Metalenses — flat surfaces that use nanostructures to focus light — are poised to revolutionize everything from microscopy to camerassensors, and displays. But so far, most of the lenses have been about the size of a piece of glitter. While lenses this size work well for some applications, a larger lens is needed for low-light conditions, such as an imaging system onboard orbital satellites, and VR applications, where the lens needs to be larger than a pupil.

Now, researchers at the Harvard John A. Paulson School of Engineering and Applied Sciences (SEAS) have developed an all-glass, centimeter-scale metalens in the visible spectrum that can be manufactured using conventional chip fabrication methods.

The research was published in Nano Letters.

“This research paves the way for so-called wafer level cameras for cell phones, where the CMOS chip and the metalenses can be directly stacked on top of each other with easy optical alignment because they are both flat,” said Federico Capasso, the Robert L. Wallace Professor of Applied Physics and Vinton Hayes Senior Research Fellow in Electrical Engineering at SEAS and senior author of the paper. “In the future, the same company can make both the chip and the lenses because both can be made using the same technology: lithography.”

“Previously, we were not able to achieve mass-production of centimeter-scale metalenses at visible wavelengths because we were either using electron-beam lithography, which is too time consuming, or a technique called i-line stepper lithography, which does not have enough resolution to pattern the required subwavelength-sized structures,” said Joon-Suh Park, a Ph.D. candidate at SEAS and first author of the paper.

Zoom-in SEM image of nanopillars of the metalens
Zoom-in SEM image of nanopillars of the metalens (Image courtesy of Joon-Suh Park/Harvard SEAS)

To mass produce a centimeter-scale metalens, the researchers used a technique called deep-ultraviolet (DUV) projection lithography, which is commonly used to pattern very fine lines and shapes in silicon chips in everything from computers to cell phones. The technique can produce many metalenses per chip, each made of millions of nanoscale elements with a single shot of exposure, like taking a photograph.

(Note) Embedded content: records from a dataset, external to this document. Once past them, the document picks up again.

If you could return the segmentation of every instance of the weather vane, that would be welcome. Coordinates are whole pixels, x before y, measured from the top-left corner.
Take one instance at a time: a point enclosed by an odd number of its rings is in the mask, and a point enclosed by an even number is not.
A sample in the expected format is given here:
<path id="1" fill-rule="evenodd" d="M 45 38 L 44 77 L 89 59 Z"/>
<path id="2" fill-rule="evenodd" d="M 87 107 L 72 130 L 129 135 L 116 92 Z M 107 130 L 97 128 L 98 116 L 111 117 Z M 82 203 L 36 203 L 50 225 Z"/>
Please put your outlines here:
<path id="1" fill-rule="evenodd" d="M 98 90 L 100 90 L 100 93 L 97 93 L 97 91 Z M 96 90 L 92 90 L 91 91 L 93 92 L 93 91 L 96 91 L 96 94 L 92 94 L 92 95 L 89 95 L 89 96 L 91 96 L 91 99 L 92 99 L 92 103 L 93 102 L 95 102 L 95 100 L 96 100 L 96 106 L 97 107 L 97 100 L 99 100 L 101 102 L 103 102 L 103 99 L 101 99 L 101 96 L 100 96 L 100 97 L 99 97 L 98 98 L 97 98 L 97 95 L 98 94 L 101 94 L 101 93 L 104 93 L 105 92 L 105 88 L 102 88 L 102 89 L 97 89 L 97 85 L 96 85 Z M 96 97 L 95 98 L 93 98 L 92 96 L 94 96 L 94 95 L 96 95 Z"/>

The researchers eliminated the time-consuming deposition processes that were required for previous metalenses by etching the nanostructure pattern directly onto a glass surface.

It is the first mass-producible, all-glass, centimeter-scale metalens in the visible spectrum.

While this lens is chromatic, meaning all the different colors of light don’t focus at the same spot, the researchers are working on large-diameter achromatic metalenses.

The research was co-authored by Shuyan Zhang, Alan She, Wei Ting Chen, Peng Lin, Kerolos M. A. Yousef, and Ji-Xin Cheng and supported in part by the Defense Advanced Research Projects Agency.

This work was performed in part at the Cornell NanoScale Science & Technology Facility and the Center for Nanoscale Systems at Harvard University, both of which are members of the National Nanotechnology Coordinated Infrastructure (NNCI), which is supported by the National Science Foundation.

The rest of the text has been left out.